I involuntarily nodded, and felt a little chill. I remembered the figure whom Leah, Bobby, and I referred to as “the ghost boy”; and I wondered if we would see him during our walk home today.
“The ancient Celts believed,” Mr. Snyder said, “that this season at the end of the traditional harvest, between the autumnal equinox and the winter solstice, was a liminal time.” Mr. Snyder paused, realizing that he had used a word beyond the range of the average twelve year-old vocabulary. “That means a time when the barriers between the world of the living and the world of the dead break down, or at least grow very thin. The Celts believed that the post-harvest holiday of Samhain was a time when the souls of the recently departed returned to their earthly homes, to visit their loved ones.”

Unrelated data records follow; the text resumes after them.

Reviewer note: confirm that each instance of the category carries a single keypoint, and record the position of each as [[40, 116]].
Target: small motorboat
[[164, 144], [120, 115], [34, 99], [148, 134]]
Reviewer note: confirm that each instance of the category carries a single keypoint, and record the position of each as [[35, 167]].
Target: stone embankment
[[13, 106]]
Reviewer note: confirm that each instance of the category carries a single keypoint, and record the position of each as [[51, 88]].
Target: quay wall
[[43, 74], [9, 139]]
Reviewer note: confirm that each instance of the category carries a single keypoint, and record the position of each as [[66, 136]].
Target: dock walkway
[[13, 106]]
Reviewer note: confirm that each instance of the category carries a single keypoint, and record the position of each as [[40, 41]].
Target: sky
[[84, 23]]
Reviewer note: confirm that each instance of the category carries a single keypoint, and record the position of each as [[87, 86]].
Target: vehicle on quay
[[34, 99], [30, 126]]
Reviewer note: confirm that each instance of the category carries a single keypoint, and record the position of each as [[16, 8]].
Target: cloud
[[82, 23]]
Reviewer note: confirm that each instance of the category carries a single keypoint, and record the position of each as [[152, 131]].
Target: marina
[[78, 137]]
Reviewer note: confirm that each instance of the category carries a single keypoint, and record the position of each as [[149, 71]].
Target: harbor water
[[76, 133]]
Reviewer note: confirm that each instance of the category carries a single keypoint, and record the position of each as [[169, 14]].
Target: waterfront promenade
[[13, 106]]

Now I definitely felt the chill. I had been but a small boy when my grandfather and grandmother Schaeffer had died. My memories of them were fragmentary at best. If what the Celts believed was correct, then maybe they still visited us from time to time—perhaps on one night per year, perhaps more often than that. This thought was simultaneously comforting and unsettling.
Mr. Snyder talked on, and told us how the Celtic festival of Samhain had been co-opted by the Catholic Church, and transformed into the holiday known as All Saints Day or All Hallows. The modern Halloween, he explained, was actually a truncated form of “All Hallows Evening”, or the night before All Saints Day.
Then he told us how the jack-o’-lantern had been originally carved from a turnip, and then a gourd, and finally a pumpkin. The jack-o’-lantern was once thought to ward off evil spirits.
But by now I was only half-listening, my mind wandering off onto other topics. I was reflecting on the fact that I had never had a girlfriend before. I was enumerating Leah’s qualities: Not only was she pretty—she was smart; she had the second-highest average in math so far this year, and seemed to breeze through every class discussion in our other courses, always prepared, always knowing the right answer.
I was wondering (for what might have been the millionth time) how many other boys had noticed her by now. How long would I have to make my move? I needed to ask her to “go with me”—as we said in those days.
That would require a previously unknown level of courage for me; I knew I wasn’t up to it yet. How shattered I would be if she said no—that she “only liked me as a friend”.
And, of course, with the walk home only a few hours away, I was also thinking about the ghost boy.